This week the Labor Department announced new rules proposing that advisors must take fiduciary responsibility when working with tax deferred retirement accounts. This move was almost immediately condemned by Wall Street firms as an overreach of an already meddling government. To get on the record, my response as an owner of a financial advisory firm “It’s about time, what have you been waiting for?”
If you have spent any time reading through our website you will have undoubtedly realized that I am a heavy advocate of advisors doing the right thing. As a fiscally conservative, socially middle of the road and active commentator on politics I would have liked to see the industry move itself towards treating clients with some respect. But investing is an inherently complicated beast; and that complication has allowed for bad investment advice to be the industry norm rather than an occasional problem.
I don’t want to just casually mention how horrible it is for most investors out in the marketplace. If you are an investor with greater than $1 million under management, it is highly likely that you found your way to an independent registered investment advisor who already has agreed to be a fiduciary on your account; and thus, you don’t really have much of an issue. But if you have less than $1 million stuffed away, chances are you found your way to a broker or investment advisor who is charging you more than twice what they say they are. On our website’s homepage we have a link to a study which found that most investors, primarily those with under $100k to invest, are using brokers charging loads and fees in excess of 5% annually. Charging these absurd fees to a client should be criminal: and I don’t mean fines…I mean jail time.
At every investment firm for which I have ever worked there has been weekly meetings (food provided) where a manager or consultant explains why some fund or another needs to be included in our line-up. These companies have offices here in the North Shore and make trips around Highland Park, Northbrook, Deerfield and the other burbs hitting up any investment advisor that will listen. Almost 100% of the time these funds are massively expensive actively managed funds. We would be told why this fund would solve some problem with our line-ups and that the our firm and the investment provider would be able to do this or that for us. What was really happening was something referred to as “revenue sharing.” Revenue sharing is a way for investment firms to backdoor fees. The mutual fund may charge a “marketing fee” or 12b-1 fee; that money goes to the advisor in addition to any fee charged for the advice. This is double-dipping clear and simple.
I certainly understand why companies that employ brokers are worried. Merrill, Morgan, Schwab, and other regional brokerages have barely been breaking even the past half decade. The vast majority of all advisors and certainly those with any experience and knowledge have left and gone independent. What is normally left at the larger brokerage firms are those advisors still learning the business, or Managing Directors and partners who are benefiting from the deception.
Don’t be fooled, all of the rhetoric you are going to hear about reporting requirements to multiple agencies and a government overstepping their mandate is just that…rhetoric. As the principal of an investment advisory I am in charge of this reporting. If a firm is putting the interests of clients first then the reporting is simplistic and very straightforward. If a firm is trying to conceal fees and overcharge clients, then the reporting must be incredibly difficult; as it should be.

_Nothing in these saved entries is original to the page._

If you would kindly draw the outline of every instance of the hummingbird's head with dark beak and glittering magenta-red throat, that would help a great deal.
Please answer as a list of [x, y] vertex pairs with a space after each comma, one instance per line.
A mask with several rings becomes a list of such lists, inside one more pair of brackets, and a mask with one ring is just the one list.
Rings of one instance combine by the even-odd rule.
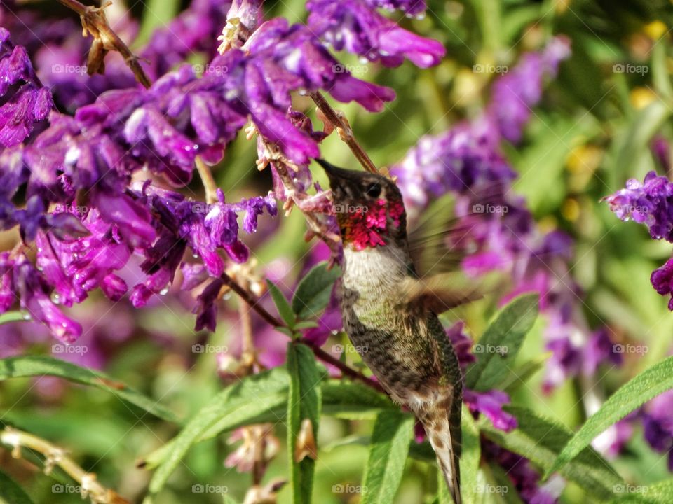
[[344, 246], [363, 250], [406, 238], [402, 193], [385, 176], [338, 168], [316, 160], [327, 172], [334, 213]]

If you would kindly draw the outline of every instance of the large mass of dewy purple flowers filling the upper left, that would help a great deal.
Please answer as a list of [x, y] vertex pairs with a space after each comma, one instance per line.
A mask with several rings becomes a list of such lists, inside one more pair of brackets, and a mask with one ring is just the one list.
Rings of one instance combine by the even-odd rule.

The new rules don’t bar firms from these back door payments. But if challenged legally the firms would need to justify the expenses and investment as “In the client’s best interest.” I don’t feel that the regulation goes far enough. At the very least I think that the backdoor payments should be fully disclosed to clients in some sort of standard easily understandable fee calculation. But that is for another day.
Clients deserve better guidance. They deserve to know exactly how their money is invested and who they are paying to do the work. Advisory firms should be on the hook if they abuse the trust their clients put in them. If you see a politician speaking against this type of regulation I would immediately question from where his or her campaign money flows. Again I do wish that the investment industry would have self regulated through competition, but it has not. My only worry with this Department of Labor move is that my firm may have increased competition if the big boys are forced to do the right thing.